Tangan Geledek Karya Kho Ping Hoo di http://ceritasilat-novel.blogspot.com by Saiful Bahri Situbondo

   
"Cus! Cus! Ujung ranting itu menyolok sepasang mata Tiang Bu dengan gerakan cepat sekali.

   Tentu saja Tiang Bu tidak membiarkan sepasang mata yang hanya satu-satunya dicolok buta, cepat ia mengelak dan sebagai balasan tangan kirinya menotok ke arah iga lawan untuk mencari sasarannya. yaitu Yan-goat-hiat. Jalan darah Yan-goat-hiat ini letaknya di dekat ketiak, kalau terkena orang akan menjadi kaku seperti patung.

   Akan tetapi hebat benar gerakan dara ini.
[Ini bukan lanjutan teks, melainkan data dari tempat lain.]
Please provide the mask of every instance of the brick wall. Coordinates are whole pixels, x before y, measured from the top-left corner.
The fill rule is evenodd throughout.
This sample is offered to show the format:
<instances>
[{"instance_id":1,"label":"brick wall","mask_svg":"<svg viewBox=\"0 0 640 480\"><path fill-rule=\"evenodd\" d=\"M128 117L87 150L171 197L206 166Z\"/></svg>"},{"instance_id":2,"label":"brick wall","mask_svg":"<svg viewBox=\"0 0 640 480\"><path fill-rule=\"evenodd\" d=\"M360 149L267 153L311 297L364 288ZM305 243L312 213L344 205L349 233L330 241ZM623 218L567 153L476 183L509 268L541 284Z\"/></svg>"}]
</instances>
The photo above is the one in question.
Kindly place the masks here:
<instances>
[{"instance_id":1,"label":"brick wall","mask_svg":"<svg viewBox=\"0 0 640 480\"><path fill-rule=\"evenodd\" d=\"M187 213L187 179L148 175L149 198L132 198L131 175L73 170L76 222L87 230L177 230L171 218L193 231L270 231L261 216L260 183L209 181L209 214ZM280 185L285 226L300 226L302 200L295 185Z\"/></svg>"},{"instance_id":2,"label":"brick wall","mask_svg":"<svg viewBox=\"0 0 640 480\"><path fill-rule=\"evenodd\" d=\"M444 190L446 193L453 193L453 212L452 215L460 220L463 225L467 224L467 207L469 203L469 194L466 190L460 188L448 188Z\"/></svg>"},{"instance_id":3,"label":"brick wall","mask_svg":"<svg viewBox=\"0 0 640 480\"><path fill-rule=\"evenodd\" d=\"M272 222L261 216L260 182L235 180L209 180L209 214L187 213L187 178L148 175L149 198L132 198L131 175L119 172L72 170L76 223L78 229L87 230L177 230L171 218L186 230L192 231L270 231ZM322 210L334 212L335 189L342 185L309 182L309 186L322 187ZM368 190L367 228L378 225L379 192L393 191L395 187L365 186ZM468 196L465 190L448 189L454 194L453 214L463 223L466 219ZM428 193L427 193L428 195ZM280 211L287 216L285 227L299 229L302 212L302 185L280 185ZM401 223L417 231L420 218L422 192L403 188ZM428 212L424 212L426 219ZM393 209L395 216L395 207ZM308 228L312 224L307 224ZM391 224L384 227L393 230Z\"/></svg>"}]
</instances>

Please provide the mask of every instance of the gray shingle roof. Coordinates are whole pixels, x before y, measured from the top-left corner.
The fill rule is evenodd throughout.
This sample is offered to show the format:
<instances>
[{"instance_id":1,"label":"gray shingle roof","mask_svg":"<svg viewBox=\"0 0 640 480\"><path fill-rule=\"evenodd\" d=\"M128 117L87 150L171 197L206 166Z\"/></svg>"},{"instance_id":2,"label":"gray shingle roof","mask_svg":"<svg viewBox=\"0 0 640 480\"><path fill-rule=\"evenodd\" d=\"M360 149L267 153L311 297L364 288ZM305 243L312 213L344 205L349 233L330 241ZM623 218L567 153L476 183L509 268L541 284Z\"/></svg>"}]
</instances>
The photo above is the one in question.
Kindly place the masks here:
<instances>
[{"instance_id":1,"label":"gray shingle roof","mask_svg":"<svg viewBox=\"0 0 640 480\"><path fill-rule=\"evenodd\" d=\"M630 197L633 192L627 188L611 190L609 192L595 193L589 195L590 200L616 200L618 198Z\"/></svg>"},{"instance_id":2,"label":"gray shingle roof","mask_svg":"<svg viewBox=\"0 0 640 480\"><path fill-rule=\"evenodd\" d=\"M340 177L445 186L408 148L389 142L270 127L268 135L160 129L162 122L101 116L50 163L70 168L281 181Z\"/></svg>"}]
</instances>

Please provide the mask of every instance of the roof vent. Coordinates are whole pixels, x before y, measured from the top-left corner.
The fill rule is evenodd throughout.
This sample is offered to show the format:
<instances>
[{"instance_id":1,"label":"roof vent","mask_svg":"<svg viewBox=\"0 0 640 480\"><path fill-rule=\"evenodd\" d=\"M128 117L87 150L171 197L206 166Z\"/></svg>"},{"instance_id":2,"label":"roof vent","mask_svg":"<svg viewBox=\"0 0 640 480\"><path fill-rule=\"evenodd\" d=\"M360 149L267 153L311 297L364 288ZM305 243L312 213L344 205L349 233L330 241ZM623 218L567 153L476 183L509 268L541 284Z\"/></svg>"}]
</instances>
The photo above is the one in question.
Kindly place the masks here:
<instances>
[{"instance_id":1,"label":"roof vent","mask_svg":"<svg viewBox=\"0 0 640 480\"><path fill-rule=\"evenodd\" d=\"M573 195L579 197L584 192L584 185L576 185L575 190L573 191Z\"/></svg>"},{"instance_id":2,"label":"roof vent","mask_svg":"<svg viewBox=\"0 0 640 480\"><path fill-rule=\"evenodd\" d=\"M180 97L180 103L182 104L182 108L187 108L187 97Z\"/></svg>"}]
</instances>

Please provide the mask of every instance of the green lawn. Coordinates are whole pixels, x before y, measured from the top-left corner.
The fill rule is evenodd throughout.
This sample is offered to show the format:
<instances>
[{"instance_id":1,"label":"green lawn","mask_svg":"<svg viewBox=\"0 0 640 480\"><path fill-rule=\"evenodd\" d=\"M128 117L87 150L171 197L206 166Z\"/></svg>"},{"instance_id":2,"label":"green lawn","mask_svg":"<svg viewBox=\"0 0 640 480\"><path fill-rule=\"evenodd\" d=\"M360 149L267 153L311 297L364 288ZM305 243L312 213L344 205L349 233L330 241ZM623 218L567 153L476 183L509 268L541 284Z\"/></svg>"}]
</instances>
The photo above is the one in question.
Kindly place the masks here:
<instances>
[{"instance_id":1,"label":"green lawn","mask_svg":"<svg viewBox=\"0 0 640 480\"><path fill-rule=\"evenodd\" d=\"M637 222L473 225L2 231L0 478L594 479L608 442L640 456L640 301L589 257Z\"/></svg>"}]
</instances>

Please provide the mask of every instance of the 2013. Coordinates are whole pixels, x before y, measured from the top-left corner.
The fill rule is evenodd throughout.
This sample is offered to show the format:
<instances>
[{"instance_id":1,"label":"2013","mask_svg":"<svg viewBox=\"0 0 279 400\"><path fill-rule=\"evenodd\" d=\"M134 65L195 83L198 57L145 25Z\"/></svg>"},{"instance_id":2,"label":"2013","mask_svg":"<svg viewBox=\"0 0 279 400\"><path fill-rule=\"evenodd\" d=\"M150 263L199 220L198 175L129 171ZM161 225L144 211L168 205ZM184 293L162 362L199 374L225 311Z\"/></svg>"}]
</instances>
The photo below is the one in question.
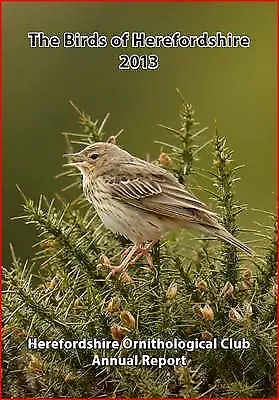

Ia lincah dan gesit, juga kedua kakinya melakukan langkah yang aneh mirip langkah ilmu Silat Pat-kwa-kun-hwat. Tahu-tahu gadis itu sudah miringkan tubuh ke kanan, kaki kiri diangkat ke samping menginjak belakang lutut kaki kanan Tiang Bu dari samping. dan hebatnya rantingnya bekerja cepat sekali dan tahu-tahu tali yang menyambung dua buah kantong dan tergantung di pundak Tiang Bu telah putus! Tangan kiri gadis itu diulur, menyambar kantong ke dua. Dengan demikian, dalam gebrakan pertama saja gadis ini sudah berhasil merampas dua kantong dan yang tergantung di pundak Thing Bu kini tinggal dua kantong lagi.

   "Jangan takut, jiwi cici. biar siauw-moi yang merampas kembali barang-barangmu dari maling kecil ini!"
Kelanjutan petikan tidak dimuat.